A few more tries and then success and then a radical drop in the cost of space flights.
4/15 – Behind the Black – Why SpaceX’s first stage failure is really a magnificent success – Longer video of landing show the rocket was not maintaining straight vertical position. Thus it was wobbly when touching down, fell to the side, and exploded. That is progress.
Mr. Zimmerman thinks three so-called failures is a tremendous success.
Because it shows it is possible to recover the first stage. Even if they haven’t figured out every single detail, it is possible.
All of SpaceX’s competitors, assuming they have any perception, ought to now be in terror that SpaceX will figure it out and thus take all their business.
4/5 – Wall Street Journal – Big Investor Involvement Could Boost Bitcoin – Big investment firms are getting interested in Bitcoins as an investment and trading area using their proprietary trading funds. They sniff trading profits in the air. Increased involvement would produce increased activity which would stabilize the price of Bitcoin and provide some liquidity.

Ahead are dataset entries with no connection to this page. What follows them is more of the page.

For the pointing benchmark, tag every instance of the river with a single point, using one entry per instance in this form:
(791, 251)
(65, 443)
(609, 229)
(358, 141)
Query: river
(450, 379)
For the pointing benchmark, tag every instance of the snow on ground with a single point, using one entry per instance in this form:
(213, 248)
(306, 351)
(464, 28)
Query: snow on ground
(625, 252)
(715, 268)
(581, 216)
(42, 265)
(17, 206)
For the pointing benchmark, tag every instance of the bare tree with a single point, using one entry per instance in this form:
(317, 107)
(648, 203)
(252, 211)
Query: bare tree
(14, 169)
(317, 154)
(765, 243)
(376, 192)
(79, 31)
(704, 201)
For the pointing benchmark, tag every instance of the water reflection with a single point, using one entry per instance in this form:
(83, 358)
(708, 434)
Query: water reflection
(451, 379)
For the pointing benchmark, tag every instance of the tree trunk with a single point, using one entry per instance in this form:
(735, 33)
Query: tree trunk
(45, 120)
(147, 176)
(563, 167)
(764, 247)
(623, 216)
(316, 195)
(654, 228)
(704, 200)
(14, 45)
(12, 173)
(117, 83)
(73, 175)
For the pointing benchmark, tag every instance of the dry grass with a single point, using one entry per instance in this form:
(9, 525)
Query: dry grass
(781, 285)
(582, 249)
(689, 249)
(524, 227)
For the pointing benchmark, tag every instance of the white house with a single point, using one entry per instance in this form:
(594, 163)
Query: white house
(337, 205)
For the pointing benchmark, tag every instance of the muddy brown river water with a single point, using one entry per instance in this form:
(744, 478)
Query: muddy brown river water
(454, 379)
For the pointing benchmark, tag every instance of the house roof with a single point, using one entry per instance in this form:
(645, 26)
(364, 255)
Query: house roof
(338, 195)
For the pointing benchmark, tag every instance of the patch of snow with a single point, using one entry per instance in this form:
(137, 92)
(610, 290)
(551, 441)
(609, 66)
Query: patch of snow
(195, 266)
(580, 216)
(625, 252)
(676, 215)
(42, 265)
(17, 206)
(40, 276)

4/16 – Daily Mail – The jeep that can down a drone: US Navy reveals anti-UAV weapon that can fire lasers from a moving vehicle – The Navy is working on a laser small enough to mount on top of a Humvee which has enough capacity to track and shoot down UAVs. Components of the system have already been tested. A small 10kW model will be tested late in 2015 with upgrade to 30kW later.
Makes sense. As UAVs are deployed for surveillance and some carrying weapons, countermeasures get developed. Thus is the tale of weapons development for many centuries.

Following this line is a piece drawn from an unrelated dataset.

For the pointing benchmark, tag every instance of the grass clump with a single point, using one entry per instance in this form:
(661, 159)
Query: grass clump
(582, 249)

Next step a few years after full deployment will be commercial versions to be deployed at the White House, military bases, and homes of Hollywood stars.
2/26 – American Interest (Peter) – School’s Out Forever – Article points to excerpt from new book discussing that MOOCs may be the future of education. Picture small facilities where a few profs mentor students and the students are mainly taking MOOCs. Most people getting an education take MOOCs directly.
Here’s the core issue, as I’ve seen it explained in dozens of ways:
Higher ed as it currently functions is a 20th-century relic. It cannot survive indefinitely: it is too costly, too inefficient, and too monolithic for the era of digital personalization. Whether Carey’s vision will replace it or not, something very new is coming.
Two small colleges announce in one week they are closing their doors:
- 3/3 – Times Free Press – The end of Tennessee Temple in Chattanooga – Merging with Piedmont International University in North Carolina.
- 3/3 – Chronicle of Higher Education – Sweet Briar College, Citing ‘Financial Challenges,’ Will Close Its Doors in August – Local newspaper points out this is the third liberal arts college to close in Virginia in three years.